The titanium compounds were found on a 9-micrometer-diameter meteorite impact crater on the surface of a Chang’e 5 glass bead. Photo: Handout
The team said that Ti2O, which came in two structures on the bead, became the seventh and eighth minerals ever discovered by humankind on the moon. The first five were found in US Apollo missions and Russian Luna missions, while a sixth one, named Changesite-(Y), was detected by China in Chang’e 5 samples in 2022.

Titanium is an element commonly found on Earth and the moon. However, it only exists as an oxide in nature. In its dominant form, titanium dioxide (TiO2), each titanium atom is bonded to two oxygen atoms to create a stable, energetically favourable structure.

In this study, the researchers first collected a total of 25 glass beads – which measured 0.05mm-0.4mm across – from Chang’e 5 samples acquired from the China National Space Administration.

They then used cutting-edge transmission electron microscopy techniques to examine the glass beads, and found a tiny impact crater on the surface of one of the beads, according to the paper.

The formation scenario proposed by the Chinese team explains how a micrometeorite impact results in the vaporisation-deposition of Ti-oxide compounds on the lunar surface. Photo: Handout

On the rim of the crater, they detected three titanium-containing minerals – rutile (TiO2), trigonal Ti2O, and triclinic Ti2O. The latter two share the same chemical composition but have different crystal structures.

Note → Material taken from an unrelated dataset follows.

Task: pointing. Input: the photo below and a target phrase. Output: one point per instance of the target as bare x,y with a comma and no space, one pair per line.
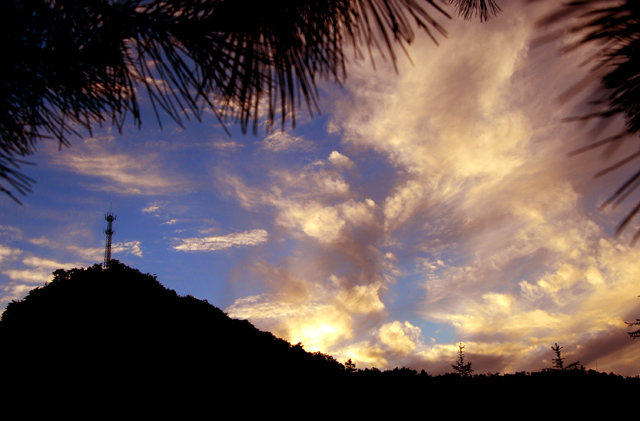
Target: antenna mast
109,217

While Ti2O does not exist in nature on Earth, it has been prepared in a laboratory to make photocatalytic thin film materials, the researchers said.

The team went on to propose that micrometeorites, travelling at the speed of over 20km per second, crashed into the moon’s surface and hit a common and significant mineral known as ilmenite, which contains iron, titanium and oxygen. These collisions created sufficient energy to cause the ilmenite grains to melt, vaporise and then redeposit onto the rim of the impact crater, they said.

Such a scenario was predicted by US planetary scientist Bruce Hapke five decades ago, the researchers said.

Their work was supported by the National Key Research & Development Programme, the Strategic Priority Programme of the Chinese Academy of Sciences and the National Natural Science Foundation of China.